Portland’s Downtown District has added two new initiatives to promote shopping at local retailers. The organization, in conjunction with marketing group Local Thunder, issued Black Friday coupons that can be redeemed at local businesses over the next few days. “Think Outside the Box,” scheduled for the first weekend of December, is an event with performances and demonstrations to promote shopping in the arts district.


Portland’s Downtown District Executive Director Janis Beitzer said she expects local retailers to do at least as well as they did last year.

“People want to support their neighbors, their locally owned businesses,” she said. “People really want that kind of connection with their gift giving.”

The weeks leading to Christmas can have triple the sales of an average week at Longfellow Books, according to Chris Bowe, co-owner of the store off Monument Square.

“It’s an important holiday because it allows you to get through the dreary February, March. Keep a roof over your head. Pay your employees,” he said.

It’s also a time that the store can really shine and win over new customers, he said.

A survey on Maine consumer confidence suggests bad news for the shopping season. Maine consumer sentiment, a composite of several measures, has been falling since it reached a high point in January.

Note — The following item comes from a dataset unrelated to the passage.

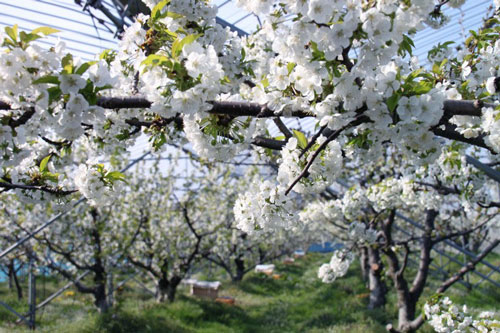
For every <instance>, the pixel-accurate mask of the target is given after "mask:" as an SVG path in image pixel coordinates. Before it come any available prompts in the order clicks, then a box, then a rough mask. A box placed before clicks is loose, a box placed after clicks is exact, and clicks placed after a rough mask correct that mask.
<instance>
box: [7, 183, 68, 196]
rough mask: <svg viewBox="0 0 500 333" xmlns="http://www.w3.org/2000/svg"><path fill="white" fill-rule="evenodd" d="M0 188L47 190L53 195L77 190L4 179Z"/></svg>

That measure suggests that a consumer spending rebound isn’t in the near future, according to Portland-based Market Decisions.


The firm also found that in October, 65 percent of respondents expected the national economy to be worse in five years, and 49 percent expected to be worse off themselves. The survey of 400 adult Mainers was conducted Oct. 5-25 and has a margin of error of 4.9 percent.

Curtis Mildner, the firm’s president, believes that people are reacting to what he characterized as government paralysis on the economy and Congressional logjams.

“People’s perception of what’s going on with the national economy seems to be making the local economy more gloomy,” he said.

Ken Kantro, the owner of Lovell Designs on Exchange Street, expects the weather to have a bigger impact than what Congress does or does not do. He estimates that Christmas shopping accounts for 20 to 30 percent of his business, which sells jewelry and other decorative objects.

“Ice and heavy snow are much more the enemy than a gridlocked Congress. Yawn,” he said.

Across the street, Edgecomb Pottery manager Steven Anderson said he was expecting a quiet morning as Black Friday die-hards hit the big-box stores. He expects some shoppers to migrate downtown in the afternoon and the serious “buy local” clients to show up Saturday. He said the store relies not on big promotions, but on a loyal clientele.

Those include customers like Nancy Dudley, a bookkeeper who works in Portland and lives in Waterboro. She returned Wednesday to buy a hostess gift that she had spied earlier in the week.

“I avoid the mall. Too many people trying to hunt down a parking place. It’s just mad,” she said. “I usually do pretty well here.”